Cortical inhibition modified by embryonic neural precursors grafted into the postnatal brain.

Embryonic medial ganglionic eminence (MGE) cells transplanted into the adult brain can disperse, migrate, and differentiate to neurons expressing GABA, the primary inhibitory neurotransmitter. It has been hypothesized that grafted MGE precursors could have important therapeutic applications increasing local inhibition, but there is no evidence that MGE cells can modify neural circuits when grafted into the postnatal brain. Here we demonstrate that MGE cells grafted into one location of the neonatal rodent brain migrate widely into cortex.
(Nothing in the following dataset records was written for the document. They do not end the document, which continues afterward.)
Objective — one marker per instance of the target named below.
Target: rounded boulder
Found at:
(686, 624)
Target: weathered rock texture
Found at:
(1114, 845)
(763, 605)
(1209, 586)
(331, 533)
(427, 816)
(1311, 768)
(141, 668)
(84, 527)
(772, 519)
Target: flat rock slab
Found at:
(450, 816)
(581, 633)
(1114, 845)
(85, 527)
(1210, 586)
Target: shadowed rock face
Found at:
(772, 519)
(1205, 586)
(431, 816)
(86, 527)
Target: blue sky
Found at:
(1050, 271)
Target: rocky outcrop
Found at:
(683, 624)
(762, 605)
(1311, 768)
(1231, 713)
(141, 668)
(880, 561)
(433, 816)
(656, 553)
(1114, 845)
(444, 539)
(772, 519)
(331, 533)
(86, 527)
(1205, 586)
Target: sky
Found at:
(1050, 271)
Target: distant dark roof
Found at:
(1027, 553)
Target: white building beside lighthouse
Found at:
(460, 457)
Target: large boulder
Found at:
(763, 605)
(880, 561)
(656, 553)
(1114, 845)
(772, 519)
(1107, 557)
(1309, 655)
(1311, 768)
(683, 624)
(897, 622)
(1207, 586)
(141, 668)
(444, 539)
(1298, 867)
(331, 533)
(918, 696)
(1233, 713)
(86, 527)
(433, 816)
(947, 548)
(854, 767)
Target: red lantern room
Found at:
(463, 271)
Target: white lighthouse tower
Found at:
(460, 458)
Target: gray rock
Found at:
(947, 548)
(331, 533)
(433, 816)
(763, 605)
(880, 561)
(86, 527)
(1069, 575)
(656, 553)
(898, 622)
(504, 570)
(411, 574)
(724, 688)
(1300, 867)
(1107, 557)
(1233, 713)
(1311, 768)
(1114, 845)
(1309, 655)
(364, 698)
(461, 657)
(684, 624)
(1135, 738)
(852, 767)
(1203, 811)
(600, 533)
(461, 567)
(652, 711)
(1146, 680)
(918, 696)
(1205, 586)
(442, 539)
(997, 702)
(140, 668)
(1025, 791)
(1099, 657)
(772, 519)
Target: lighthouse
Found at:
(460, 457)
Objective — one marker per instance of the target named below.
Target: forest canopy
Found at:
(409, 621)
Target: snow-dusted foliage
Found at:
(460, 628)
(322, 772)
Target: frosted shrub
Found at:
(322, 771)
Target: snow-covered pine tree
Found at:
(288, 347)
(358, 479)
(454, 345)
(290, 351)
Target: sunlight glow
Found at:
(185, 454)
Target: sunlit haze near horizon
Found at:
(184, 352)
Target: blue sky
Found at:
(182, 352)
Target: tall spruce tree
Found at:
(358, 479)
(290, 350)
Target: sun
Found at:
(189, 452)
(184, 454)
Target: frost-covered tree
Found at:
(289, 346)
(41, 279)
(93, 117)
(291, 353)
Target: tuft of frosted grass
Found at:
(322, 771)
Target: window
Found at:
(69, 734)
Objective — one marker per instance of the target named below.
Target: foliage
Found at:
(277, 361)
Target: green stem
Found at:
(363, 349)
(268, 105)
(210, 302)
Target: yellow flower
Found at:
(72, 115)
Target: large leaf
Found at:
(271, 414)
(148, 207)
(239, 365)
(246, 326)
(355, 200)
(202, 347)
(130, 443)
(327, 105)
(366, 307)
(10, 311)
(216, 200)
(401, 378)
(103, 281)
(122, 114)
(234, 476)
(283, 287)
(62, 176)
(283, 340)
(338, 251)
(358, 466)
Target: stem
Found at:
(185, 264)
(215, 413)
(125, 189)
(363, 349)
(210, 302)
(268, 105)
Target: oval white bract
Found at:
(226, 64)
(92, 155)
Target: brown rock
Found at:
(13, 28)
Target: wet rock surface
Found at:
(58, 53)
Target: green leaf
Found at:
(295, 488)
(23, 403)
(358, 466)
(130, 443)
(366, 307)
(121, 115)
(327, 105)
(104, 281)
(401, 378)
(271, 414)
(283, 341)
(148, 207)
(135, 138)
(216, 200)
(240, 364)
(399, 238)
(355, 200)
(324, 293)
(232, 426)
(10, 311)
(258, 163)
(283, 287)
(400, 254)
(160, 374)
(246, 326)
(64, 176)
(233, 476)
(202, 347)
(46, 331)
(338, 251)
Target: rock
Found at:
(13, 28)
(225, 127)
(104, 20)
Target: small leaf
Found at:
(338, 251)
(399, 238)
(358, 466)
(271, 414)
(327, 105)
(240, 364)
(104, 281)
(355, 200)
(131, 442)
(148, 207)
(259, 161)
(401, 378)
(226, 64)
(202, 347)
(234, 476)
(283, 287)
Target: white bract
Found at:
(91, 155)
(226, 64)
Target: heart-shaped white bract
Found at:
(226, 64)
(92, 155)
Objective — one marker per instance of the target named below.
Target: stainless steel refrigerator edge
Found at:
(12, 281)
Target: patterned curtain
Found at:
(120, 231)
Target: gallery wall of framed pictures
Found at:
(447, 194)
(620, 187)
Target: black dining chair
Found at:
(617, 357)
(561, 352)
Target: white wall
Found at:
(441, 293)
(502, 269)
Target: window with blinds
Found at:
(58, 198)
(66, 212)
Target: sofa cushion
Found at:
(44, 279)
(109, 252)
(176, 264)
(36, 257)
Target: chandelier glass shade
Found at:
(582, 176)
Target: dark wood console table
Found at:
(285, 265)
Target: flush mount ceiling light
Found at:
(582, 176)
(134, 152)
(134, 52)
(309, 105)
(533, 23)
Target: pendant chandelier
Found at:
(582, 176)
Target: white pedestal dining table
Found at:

Grafted MGE-derived cells differentiate into mature cortical interneurons; the majority of these new interneurons express GABA. Based on their morphology and expression of somatostatin, neuropeptide Y, parvalbumin, or calretinin, we infer that graft-derived cells integrate into local circuits and function as GABA-producing inhibitory cells. Whole-cell current-clamp recordings obtained from MGE-derived cells indicate firing properties typical of mature interneurons. Moreover, patch-clamp recordings of IPSCs on pyramidal neurons in the host brain, 30 and 60 d after transplantation, indicated a significant increase in GABA-mediated synaptic inhibition in regions containing transplanted MGE cells. In contrast, synaptic excitation is not altered in the host brain. Grafted MGE cells, therefore, can be used to modify neural circuits and selectively increase local inhibition. These findings could have important implications for reparative cell therapies for brain disorders.